Tok-$k$ and nucleus (top-$p$) sampling are two popular alternatives or extensions to using temperature. In both cases, the basis idea is to restrict the number of possible tokens we can sample from at each timestep.

The idea behind top-$k$ sampling is to avoid the low-probability choices by only sampling from the $k$ tokens with the highest probability. This puts a fixed cut on the long tail of the distribution and ensures that we only sample from likely choices.

Again, the `generate()` function provides an easy method to achieve this with the `top_k` argument:

In [22]:
output_topk = model.generate(input_ids, max_length=max_length, do_sample=True,
                             top_k=50)
print(tokenizer.decode(output_topk[0]))

The attention mask and the pad token id were not set. As a consequence, you may observe unexpected behavior. Please pass your input's `attention_mask` to obtain reliable results.
Setting `pad_token_id` to `eos_token_id`:50256 for open-end generation.


In a shocking finding, scientist discovered a herd of unicorns living in a remote, previously unexplored valley, in the Andes Mountains. Even more surprising to the researchers was the fact that the unicorns spoke perfect English.


"We found that only a single unicorn was observed, one of the few animals that have evolved a complex, coherent language," said Professor Cristina Marchetti, who leads the research team, in a press release.


One of the few unicorn cultures in existence, the unicorn herd lived in a mountain range called the Cordillera Blanca. This area is the second largest in the world by


This is arguably the most human-looking text we've generated so far. But how do we chooce $k$? The value of $k$ is chosen manually and is the same for each choice in the sequence, independent of the actual output distribution. We can find a good value for $k$ by looking at some text quality metrics - but that fixed cutoff might not be very satisfactory.

An alternative is to use a *dynamic* cutoff. With nucleus or top-$p$ sampling, instead of choosing a fixed cutoff value, we set a condition of when to cut off. This condition is when a certain probability mass in the selection is reached. Let's say we set that value to 95%. we then order all tokens in descending order by probability and add one token after another from the top of the list until the sum of the probabilities of the selected tokens is 95%.

In [23]:
output_topp = model.generate(input_ids, max_length=max_length, do_sample=True,
                             top_p=0.90)
print(tokenizer.decode(output_topp[0]))

The attention mask and the pad token id were not set. As a consequence, you may observe unexpected behavior.
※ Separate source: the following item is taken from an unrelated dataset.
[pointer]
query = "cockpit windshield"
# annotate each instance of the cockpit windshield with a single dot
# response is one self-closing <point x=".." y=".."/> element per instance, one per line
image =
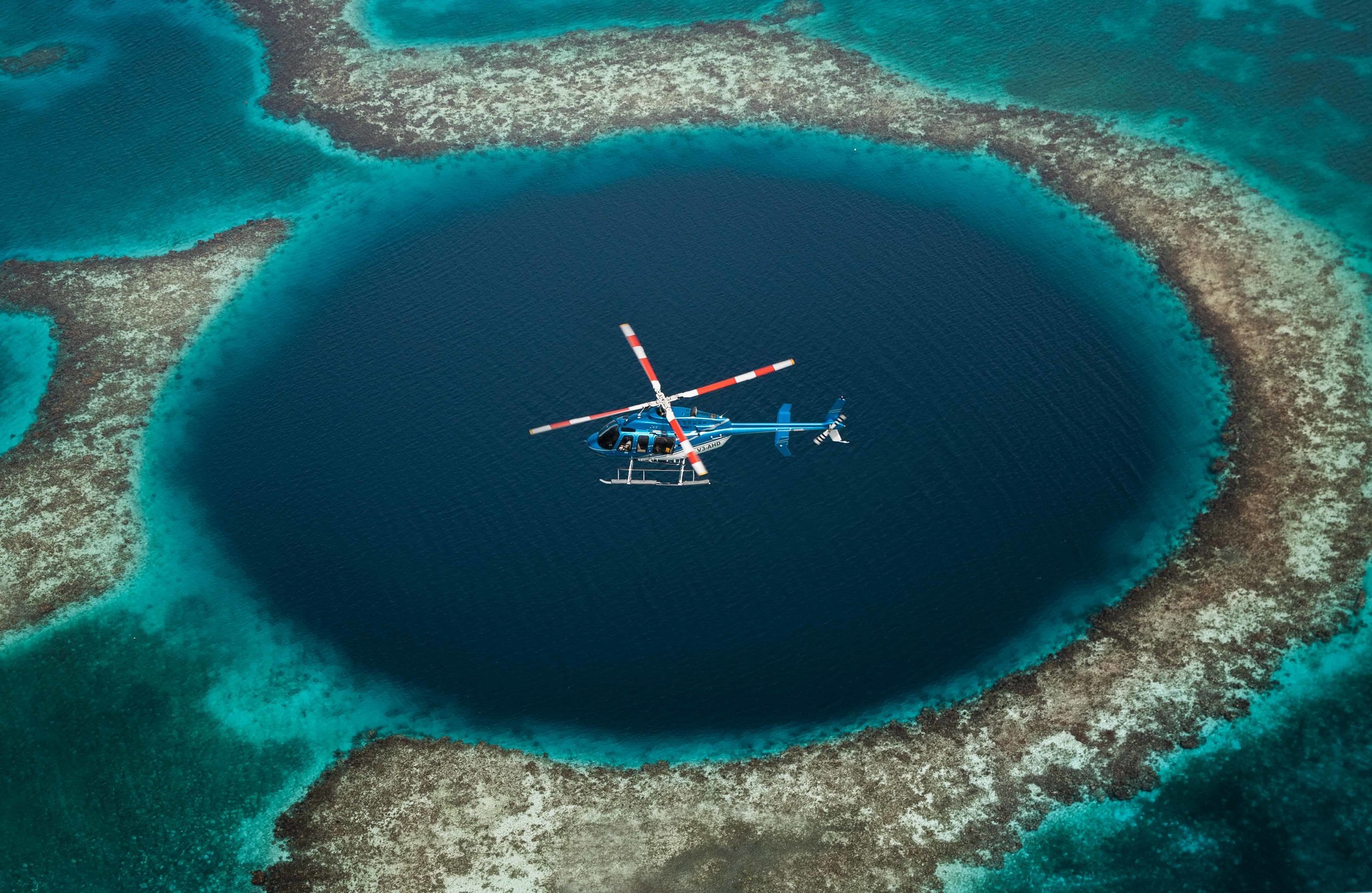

Please pass your input's `attention_mask` to obtain reliable results.
Setting `pad_token_id` to `eos_token_id`:50256 for open-end generation.
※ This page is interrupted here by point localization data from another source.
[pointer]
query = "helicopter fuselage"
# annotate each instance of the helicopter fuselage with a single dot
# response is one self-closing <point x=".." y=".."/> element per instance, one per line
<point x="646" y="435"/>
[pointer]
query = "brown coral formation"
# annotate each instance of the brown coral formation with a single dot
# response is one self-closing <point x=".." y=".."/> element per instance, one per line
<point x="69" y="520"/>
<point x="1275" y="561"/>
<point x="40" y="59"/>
In a shocking finding, scientist discovered a herd of unicorns living in a remote, previously unexplored valley, in the Andes Mountains. Even more surprising to the researchers was the fact that the unicorns spoke perfect English.


What is the point of unicorns?

The reason for such existence of the unicorn is not very well known but it could be for one of the following reasons:

1. In order to get rid of the competition for the same grazing areas, the unicorns are always moving to the other side of the herd. This would result in competition between different types of unicorns. The most powerful


Top-$p$ sampling has also produced a coherent story. You can even combine the two sampling approaches to get the best of both worlds. Setting `top_k=50` and `top_p=0.9` corresponds to the rule of choosing tokens with a probability mass of 90%, from a pool of at most 50 tokens.

## Which Decoding Method Is Best ?

Unfortunately, there is no universally “best” decoding method. Which approach is best will depend on the nature of the task you are
generating text for. If you want your model to perform a precise task like arithmetic or providing an answer to a specific question, then you should lower the temperature or use deterministic methods like greedy search in combination with beam search to guarantee getting the most likely answer. If you want the model to generate longer texts and even be a bit creative, then you should switch to sampling methods and
increase the temperature or use a mix of top-k and nucleus sampling.